The terms of the Proposed Acquisition were first disclosed in a press release of the REIT dated September 27, 2012, and are further described in the management information circular of the REIT dated October 5, 2012 that has been mailed to unitholders of the REIT in connection with the annual and special meeting of the REIT to be held on October 30, 2012 to approve the Proposed Acquisition (the "Special Meeting").
The Proposed Acquisition and Put/Call Agreement (together with other related matters) are being presented to the REIT's unitholders for approval at the Special Meeting. As Paul Dalla Lana currently indirectly owns an approximate 82% interest in the REIT, and owns and controls NorthWest, the Proposed Acquisition and Put/Call Agreement constitute "related party transactions" under Multilateral Instrument 61-101 - Protection of Minority Security Holders in Special Transactions and therefore must be approved by the affirmative vote of a majority of minority unitholders of the REIT.

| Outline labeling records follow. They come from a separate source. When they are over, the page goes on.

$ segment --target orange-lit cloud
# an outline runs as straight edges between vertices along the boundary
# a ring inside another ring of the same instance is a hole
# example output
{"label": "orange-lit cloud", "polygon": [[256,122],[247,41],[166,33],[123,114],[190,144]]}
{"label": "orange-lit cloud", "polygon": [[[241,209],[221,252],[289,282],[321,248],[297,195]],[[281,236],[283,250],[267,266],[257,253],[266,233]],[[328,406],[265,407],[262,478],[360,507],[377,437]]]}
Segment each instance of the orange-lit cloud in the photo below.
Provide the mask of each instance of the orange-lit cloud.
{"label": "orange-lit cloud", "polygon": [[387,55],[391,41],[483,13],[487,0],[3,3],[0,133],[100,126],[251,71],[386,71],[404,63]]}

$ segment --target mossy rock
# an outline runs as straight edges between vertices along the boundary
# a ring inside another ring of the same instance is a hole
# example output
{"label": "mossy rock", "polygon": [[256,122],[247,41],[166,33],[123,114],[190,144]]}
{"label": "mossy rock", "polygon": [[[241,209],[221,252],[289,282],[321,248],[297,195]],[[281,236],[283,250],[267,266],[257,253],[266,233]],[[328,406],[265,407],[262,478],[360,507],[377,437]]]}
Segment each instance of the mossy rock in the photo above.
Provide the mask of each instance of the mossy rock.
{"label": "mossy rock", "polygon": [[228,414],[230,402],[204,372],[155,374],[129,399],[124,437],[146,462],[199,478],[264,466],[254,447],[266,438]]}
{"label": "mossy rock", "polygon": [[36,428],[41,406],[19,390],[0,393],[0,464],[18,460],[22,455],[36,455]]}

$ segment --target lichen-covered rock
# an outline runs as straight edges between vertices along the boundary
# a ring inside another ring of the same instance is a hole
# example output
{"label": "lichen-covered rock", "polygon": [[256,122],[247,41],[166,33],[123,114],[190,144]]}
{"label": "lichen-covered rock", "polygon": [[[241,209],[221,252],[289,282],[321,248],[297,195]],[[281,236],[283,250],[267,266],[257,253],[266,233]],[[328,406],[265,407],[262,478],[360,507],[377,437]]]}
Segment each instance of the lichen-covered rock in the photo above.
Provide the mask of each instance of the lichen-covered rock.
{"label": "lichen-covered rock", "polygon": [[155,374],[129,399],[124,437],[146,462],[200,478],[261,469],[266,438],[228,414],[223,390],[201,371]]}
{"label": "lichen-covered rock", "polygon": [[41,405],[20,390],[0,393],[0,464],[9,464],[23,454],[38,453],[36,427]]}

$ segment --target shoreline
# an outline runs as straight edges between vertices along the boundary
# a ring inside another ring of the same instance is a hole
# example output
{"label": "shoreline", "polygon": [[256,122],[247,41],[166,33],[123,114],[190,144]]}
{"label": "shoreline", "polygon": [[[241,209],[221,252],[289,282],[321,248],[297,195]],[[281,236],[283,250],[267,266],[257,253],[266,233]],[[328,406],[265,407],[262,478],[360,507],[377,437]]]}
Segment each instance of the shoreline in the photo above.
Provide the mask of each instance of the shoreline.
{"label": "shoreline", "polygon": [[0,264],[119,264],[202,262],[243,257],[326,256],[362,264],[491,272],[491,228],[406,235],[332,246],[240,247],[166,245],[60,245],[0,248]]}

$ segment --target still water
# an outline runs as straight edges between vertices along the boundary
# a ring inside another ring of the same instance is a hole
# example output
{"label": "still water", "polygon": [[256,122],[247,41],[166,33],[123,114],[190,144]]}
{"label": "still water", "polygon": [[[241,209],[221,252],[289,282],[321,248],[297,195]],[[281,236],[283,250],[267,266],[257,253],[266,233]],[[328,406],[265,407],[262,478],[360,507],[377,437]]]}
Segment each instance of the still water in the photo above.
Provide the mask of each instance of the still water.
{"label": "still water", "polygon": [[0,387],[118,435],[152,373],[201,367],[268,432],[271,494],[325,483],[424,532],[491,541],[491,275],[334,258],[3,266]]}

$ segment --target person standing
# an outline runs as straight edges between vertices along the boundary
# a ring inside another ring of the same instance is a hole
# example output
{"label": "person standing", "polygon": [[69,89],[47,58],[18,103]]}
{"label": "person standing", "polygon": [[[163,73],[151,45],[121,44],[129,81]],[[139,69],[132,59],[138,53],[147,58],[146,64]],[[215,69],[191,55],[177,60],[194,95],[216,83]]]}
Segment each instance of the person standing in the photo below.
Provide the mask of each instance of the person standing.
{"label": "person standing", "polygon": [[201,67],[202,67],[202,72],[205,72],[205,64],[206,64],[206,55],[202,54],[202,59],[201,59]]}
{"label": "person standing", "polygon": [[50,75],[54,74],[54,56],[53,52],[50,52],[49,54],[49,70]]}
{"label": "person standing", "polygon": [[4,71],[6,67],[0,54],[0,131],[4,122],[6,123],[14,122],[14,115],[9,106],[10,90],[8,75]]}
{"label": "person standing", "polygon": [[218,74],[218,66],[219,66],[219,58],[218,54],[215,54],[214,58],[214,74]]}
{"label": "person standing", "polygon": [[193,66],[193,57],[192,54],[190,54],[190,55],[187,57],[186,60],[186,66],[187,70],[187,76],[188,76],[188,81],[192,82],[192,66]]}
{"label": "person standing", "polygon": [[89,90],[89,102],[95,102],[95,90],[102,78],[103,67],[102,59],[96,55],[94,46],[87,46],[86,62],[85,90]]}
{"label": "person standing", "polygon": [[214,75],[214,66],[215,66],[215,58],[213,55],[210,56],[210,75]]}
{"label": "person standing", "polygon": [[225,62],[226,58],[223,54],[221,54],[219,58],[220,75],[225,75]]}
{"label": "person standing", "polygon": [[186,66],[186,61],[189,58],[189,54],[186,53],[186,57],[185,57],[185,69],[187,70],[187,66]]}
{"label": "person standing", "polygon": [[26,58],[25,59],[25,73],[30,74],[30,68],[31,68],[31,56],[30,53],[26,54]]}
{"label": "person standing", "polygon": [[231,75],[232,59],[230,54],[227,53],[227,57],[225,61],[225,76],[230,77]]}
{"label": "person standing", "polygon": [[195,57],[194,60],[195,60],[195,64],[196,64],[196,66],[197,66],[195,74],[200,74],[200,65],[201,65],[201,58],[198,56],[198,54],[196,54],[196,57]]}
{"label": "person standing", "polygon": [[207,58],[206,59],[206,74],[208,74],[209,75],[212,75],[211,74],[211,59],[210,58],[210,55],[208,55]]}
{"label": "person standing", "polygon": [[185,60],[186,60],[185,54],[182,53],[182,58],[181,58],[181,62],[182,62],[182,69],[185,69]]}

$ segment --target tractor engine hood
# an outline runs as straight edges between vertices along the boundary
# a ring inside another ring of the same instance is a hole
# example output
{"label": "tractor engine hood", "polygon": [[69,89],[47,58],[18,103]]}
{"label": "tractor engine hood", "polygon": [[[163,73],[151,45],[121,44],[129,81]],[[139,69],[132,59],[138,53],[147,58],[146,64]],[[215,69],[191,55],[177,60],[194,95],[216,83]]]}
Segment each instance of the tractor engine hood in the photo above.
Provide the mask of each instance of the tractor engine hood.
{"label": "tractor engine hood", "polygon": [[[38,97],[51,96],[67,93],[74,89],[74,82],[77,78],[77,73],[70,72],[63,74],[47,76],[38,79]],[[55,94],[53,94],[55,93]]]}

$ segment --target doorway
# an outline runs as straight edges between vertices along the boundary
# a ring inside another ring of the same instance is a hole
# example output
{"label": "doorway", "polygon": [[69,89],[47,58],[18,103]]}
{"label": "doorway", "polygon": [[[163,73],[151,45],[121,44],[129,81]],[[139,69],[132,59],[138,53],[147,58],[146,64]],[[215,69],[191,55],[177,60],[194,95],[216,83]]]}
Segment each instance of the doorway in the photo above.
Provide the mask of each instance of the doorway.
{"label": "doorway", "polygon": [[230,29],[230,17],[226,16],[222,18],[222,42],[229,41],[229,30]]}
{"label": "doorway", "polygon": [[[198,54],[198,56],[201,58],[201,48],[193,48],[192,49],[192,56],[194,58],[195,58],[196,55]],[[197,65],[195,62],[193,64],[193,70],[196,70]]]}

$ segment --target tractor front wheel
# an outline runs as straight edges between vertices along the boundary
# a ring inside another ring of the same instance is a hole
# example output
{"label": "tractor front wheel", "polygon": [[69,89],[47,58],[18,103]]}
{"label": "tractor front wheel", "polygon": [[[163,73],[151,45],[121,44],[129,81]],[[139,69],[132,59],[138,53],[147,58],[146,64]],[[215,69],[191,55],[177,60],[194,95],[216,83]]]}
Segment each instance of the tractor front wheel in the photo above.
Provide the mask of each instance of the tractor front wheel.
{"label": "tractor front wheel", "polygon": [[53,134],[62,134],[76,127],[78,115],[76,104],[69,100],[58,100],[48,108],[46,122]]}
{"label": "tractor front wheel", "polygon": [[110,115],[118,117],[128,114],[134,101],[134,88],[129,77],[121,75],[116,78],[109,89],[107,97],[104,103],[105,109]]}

A copy of the Definitive Agreement (which includes the form of Put/Call Agreement as a schedule) will be made available at www.SEDAR.com. Unitholders of the REIT are encouraged to review such agreements before submitting proxies for the Special Meeting.
Neither the TSX Venture Exchange nor its Regulation Services Provider (as that term is defined in policies of the TSX Venture Exchange) accepts responsibility for the adequacy or accuracy of this release.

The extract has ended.